Where does this much compute come from? To give a sense of scale, a data set described above reflects:
- 45 seconds (x480 for 6 hours)
- 1 polarisation (x16 for all Mueller matrix terms)
- 7.5 MHz (x40 for full Low band)
- 1 facet (x25 for full FoV coverage to third null of antenna reception)
- 1 taylor term (x5 for recovering frequency dependence)
- 1 major loop (x10 for 10 self-calibration iterations)
So we need to process a data set like this roughly 384 million times before a full observation is processed. The data sets will vary in terms of visibilities and w/A-kernels, but the uv-grid distribution will mostly stay the same.
What about weighting and deconvolution?
You might see these pop up in the reference implementation, but it is expected that those will not be relevant.
Kernels switch fast. Do they have to be loaded from memory?
Visibility count per kernel depends on the baseline, and note that generally baselines with many visibilities switch kernels more slowly. However, it is correct that (A-)kernels get switched extremely fast. After all, they depend not only on baseline, but also on time and frequency, so we get at minimum ~40 kernel switches per baseline even ignoring w-kernels.
It seems highly desirable for this reason to do convolution on-the-fly at minimum. As argued in SDP Memo 028, this should be enough to ensure that the kernel is not memory-limited on kernels in most situations. There are also more advanced algorithms which might have advantages in special situations, but this should be a good starting point.
Generating w/A-kernels on-the-fly would be possible as well. However, note that generation is generally not that expensive in the grand scheme of things: It only needs to be done per individual antenna/w-value, whereas convolution needs to be done for every antenna-pair/w-value combination. For example, the A-kernel and w-kernel sets are roughly 300 MB combined here, but all required kernel combinations would be ~4TB!
What is the purpose of the C gridding code in examples/grid?

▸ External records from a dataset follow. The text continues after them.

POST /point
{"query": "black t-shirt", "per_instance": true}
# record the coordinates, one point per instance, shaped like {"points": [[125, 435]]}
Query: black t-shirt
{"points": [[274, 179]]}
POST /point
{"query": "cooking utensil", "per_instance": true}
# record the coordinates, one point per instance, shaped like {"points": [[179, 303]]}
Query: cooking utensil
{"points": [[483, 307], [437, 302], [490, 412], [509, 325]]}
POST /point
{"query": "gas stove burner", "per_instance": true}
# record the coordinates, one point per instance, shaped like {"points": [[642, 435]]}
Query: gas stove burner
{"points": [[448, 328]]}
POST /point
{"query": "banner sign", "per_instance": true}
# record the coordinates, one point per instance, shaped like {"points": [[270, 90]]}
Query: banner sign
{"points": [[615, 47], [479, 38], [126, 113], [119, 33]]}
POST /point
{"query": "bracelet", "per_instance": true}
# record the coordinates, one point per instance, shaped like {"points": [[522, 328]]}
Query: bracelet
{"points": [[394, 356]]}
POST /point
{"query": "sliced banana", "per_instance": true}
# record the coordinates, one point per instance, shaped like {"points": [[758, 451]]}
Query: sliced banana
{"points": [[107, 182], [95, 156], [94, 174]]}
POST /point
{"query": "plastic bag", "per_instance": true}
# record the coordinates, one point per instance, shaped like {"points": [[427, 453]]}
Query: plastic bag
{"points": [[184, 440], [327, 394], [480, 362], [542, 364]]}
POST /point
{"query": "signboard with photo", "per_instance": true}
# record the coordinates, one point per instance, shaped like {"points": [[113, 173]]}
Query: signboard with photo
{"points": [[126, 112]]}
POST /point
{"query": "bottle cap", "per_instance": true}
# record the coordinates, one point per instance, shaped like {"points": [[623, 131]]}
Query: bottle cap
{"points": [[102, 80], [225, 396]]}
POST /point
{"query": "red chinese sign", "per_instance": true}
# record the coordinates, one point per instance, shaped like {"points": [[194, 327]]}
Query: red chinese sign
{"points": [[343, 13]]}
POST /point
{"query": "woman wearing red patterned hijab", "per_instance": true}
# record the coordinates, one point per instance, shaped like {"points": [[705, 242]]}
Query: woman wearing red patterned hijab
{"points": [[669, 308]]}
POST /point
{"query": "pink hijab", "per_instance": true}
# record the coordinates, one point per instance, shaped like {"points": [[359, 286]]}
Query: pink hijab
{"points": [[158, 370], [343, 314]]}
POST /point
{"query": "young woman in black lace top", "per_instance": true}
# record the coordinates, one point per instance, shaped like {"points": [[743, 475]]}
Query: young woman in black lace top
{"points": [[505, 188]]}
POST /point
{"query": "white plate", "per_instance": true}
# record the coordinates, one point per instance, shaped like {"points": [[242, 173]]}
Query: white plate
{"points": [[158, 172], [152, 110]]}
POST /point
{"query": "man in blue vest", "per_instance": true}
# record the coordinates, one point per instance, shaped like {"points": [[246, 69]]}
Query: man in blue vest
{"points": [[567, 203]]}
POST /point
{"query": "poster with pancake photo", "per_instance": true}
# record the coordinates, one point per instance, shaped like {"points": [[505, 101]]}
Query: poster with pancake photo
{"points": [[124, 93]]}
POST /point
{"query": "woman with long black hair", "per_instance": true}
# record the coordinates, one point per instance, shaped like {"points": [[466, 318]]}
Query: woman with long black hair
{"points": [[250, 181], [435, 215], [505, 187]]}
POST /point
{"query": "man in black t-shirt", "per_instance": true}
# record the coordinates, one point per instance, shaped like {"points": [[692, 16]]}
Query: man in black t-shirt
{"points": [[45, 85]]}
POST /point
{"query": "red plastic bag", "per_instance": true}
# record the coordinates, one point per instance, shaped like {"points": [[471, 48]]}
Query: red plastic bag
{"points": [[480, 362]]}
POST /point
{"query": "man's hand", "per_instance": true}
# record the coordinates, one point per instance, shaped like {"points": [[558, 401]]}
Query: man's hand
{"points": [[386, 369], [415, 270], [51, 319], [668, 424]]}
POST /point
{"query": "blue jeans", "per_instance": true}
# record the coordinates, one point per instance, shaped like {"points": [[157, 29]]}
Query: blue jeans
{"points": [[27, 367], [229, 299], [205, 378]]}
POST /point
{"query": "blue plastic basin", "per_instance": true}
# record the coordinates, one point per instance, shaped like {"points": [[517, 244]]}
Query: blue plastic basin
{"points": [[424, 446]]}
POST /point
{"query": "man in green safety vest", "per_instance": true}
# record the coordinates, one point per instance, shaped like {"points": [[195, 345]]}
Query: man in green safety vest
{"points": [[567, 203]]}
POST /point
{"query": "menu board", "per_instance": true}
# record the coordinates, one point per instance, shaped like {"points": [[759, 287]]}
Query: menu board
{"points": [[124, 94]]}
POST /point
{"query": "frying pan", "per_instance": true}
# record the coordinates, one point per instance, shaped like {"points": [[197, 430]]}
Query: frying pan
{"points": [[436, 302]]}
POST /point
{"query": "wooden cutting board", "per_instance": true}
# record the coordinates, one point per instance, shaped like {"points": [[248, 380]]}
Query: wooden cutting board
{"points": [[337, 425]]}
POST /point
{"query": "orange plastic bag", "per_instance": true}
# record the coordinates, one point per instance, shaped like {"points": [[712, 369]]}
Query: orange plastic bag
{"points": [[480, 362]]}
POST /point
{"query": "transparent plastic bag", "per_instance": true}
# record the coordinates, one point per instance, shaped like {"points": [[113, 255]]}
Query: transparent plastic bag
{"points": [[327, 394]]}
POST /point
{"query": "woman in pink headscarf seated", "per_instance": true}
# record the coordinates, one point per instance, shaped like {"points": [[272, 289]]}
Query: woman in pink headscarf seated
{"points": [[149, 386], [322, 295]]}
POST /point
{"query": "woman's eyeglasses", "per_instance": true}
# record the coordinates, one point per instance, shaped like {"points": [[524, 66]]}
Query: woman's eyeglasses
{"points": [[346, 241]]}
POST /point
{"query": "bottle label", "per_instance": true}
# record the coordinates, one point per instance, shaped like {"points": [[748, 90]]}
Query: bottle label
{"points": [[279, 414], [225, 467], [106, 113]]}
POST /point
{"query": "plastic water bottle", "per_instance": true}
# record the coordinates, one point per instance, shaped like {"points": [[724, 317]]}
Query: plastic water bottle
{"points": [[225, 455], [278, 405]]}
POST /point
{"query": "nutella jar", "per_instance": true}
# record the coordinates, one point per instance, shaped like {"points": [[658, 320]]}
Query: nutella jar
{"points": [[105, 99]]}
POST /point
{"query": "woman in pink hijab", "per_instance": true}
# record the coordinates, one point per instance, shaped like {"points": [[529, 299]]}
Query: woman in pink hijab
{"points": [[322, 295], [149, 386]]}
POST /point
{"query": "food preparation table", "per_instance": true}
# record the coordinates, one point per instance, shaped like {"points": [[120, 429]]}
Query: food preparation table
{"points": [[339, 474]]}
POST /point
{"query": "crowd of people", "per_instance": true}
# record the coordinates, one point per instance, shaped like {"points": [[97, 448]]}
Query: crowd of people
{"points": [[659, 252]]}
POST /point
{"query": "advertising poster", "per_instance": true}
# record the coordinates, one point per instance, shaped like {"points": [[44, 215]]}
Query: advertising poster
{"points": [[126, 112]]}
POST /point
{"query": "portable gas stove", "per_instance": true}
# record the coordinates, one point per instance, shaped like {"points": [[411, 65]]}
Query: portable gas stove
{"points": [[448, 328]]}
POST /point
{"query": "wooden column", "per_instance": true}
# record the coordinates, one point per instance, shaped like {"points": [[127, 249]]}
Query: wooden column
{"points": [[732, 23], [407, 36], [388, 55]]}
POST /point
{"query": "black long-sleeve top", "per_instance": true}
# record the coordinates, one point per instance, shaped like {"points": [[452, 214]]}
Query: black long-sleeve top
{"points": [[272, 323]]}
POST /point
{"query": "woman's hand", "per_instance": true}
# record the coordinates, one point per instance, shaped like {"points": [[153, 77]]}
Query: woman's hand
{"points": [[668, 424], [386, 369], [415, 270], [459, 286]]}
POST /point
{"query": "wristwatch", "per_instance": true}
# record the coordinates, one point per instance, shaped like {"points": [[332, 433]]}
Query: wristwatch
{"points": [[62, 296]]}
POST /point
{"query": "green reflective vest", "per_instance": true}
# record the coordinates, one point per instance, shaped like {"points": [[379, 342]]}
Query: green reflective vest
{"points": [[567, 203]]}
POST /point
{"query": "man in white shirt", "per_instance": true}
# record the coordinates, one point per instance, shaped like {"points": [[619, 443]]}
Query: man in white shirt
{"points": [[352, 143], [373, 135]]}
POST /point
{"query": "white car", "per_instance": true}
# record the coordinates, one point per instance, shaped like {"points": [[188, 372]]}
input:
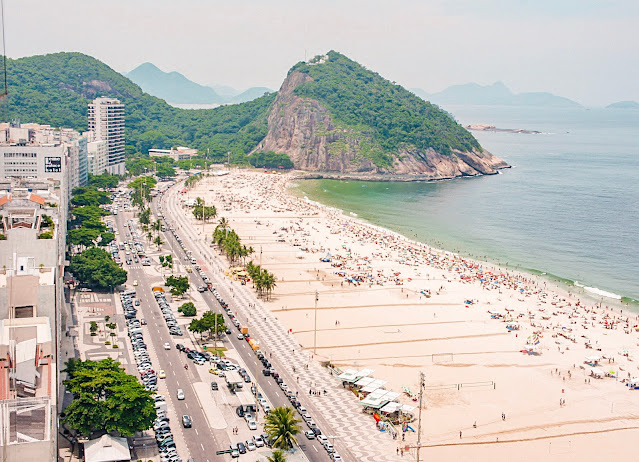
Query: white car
{"points": [[259, 442]]}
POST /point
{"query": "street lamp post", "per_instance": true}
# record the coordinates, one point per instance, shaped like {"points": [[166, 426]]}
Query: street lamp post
{"points": [[315, 327]]}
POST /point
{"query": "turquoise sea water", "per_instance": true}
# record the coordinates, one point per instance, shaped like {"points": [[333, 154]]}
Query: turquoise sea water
{"points": [[569, 207]]}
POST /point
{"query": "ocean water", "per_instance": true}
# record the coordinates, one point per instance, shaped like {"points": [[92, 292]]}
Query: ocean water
{"points": [[568, 209]]}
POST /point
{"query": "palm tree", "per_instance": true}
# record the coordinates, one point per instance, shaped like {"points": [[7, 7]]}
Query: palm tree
{"points": [[222, 224], [281, 427], [158, 241], [277, 456]]}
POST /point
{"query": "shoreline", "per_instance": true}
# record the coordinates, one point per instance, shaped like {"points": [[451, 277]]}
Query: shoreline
{"points": [[492, 340], [592, 293]]}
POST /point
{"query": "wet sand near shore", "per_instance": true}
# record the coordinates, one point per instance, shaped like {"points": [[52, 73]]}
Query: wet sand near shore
{"points": [[400, 307]]}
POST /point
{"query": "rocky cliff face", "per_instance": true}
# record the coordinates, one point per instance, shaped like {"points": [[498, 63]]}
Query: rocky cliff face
{"points": [[304, 129]]}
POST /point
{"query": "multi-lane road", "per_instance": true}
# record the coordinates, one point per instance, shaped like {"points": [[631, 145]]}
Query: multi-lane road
{"points": [[202, 441]]}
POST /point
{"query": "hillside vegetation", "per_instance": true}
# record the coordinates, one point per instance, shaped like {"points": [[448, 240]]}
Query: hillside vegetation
{"points": [[56, 88], [390, 115]]}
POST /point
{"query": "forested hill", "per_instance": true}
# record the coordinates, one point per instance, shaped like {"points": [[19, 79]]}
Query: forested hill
{"points": [[357, 96], [55, 89], [333, 115]]}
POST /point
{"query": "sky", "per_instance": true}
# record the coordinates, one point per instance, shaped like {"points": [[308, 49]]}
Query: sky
{"points": [[586, 50]]}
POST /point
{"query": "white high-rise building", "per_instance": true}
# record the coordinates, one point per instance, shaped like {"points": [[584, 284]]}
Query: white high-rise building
{"points": [[106, 121]]}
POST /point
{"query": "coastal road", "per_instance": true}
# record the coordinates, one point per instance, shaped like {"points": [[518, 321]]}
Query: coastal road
{"points": [[312, 448], [202, 442]]}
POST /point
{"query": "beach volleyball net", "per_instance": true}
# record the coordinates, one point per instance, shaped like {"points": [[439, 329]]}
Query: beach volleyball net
{"points": [[438, 358]]}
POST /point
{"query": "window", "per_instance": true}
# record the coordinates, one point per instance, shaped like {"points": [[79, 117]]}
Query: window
{"points": [[24, 311]]}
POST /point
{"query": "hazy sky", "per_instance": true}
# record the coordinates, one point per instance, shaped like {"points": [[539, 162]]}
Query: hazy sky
{"points": [[587, 50]]}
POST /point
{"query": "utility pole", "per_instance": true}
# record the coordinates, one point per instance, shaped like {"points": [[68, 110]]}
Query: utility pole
{"points": [[315, 328], [422, 385]]}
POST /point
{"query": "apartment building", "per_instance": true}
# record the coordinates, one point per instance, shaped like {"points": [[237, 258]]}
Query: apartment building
{"points": [[33, 231], [106, 121]]}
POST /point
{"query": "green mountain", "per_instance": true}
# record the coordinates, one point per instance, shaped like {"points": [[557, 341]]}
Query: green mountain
{"points": [[334, 116], [249, 95], [331, 115], [624, 105], [56, 88], [172, 86]]}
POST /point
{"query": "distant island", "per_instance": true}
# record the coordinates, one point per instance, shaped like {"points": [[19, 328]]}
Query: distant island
{"points": [[492, 128], [496, 94], [176, 88], [624, 105]]}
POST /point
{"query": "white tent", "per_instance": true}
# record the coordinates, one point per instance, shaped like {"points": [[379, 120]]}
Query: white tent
{"points": [[107, 449]]}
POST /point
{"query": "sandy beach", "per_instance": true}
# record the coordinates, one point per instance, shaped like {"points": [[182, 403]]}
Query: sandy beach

This code was written as a test-run to see how hard it would be to work with the HDF5 data set from a C-like environment. The data access code has been tested and should be correct.
However, while the gridding portions has been used for benchmarks, it has not been tested as thoroughly. We have verified that the results are correct for simple and w-projection imaging, but for Aw-projection the program is missing actual convolution. So these portions of the program should be interpreted as illustrations, not as a reference.
How can convolution be implemented using FFTs?
If you look at the definition of aw_kernel_fn, you will notice that it is implemented as follows:
akern = scipy.signal.convolve2d(a1kern, a2kern, mode='same')
Where concolve2d implements a "naive" convolution algorithm. However, using FFT laws we can replace this by Fourier transformation. If we want to implement the original convolution exactly this would boil down to:
awkern = 29*29*extract_mid(
numpy.fft.fftshift(numpy.fft.fft2(
numpy.fft.ifft2(numpy.fft.ifftshift(pad_mid(a1kern,29))) *
numpy.fft.ifft2(numpy.fft.ifftshift(pad_mid(a2kern,29))) )),
15)
Note that we need to pad the kernels to get the right border behaviour. However, the kernels for Aw-gridding will normally be chosen to /not/ overflow the borders (e.g. padding should have happened when the kernels get generated). Therefore, the computationally simpler "wrapping" approach is permitted as well:
awkern = 15*15*numpy.fft.fftshift(numpy.fft.fft2(
numpy.fft.ifft2(numpy.fft.ifftshift(a1kern)) *
numpy.fft.ifft2(numpy.fft.ifftshift(a2kern)) ))
Note that the inner FFTs of the input kernels are repeated quite often, and should be shared as much as possible to reduce computation.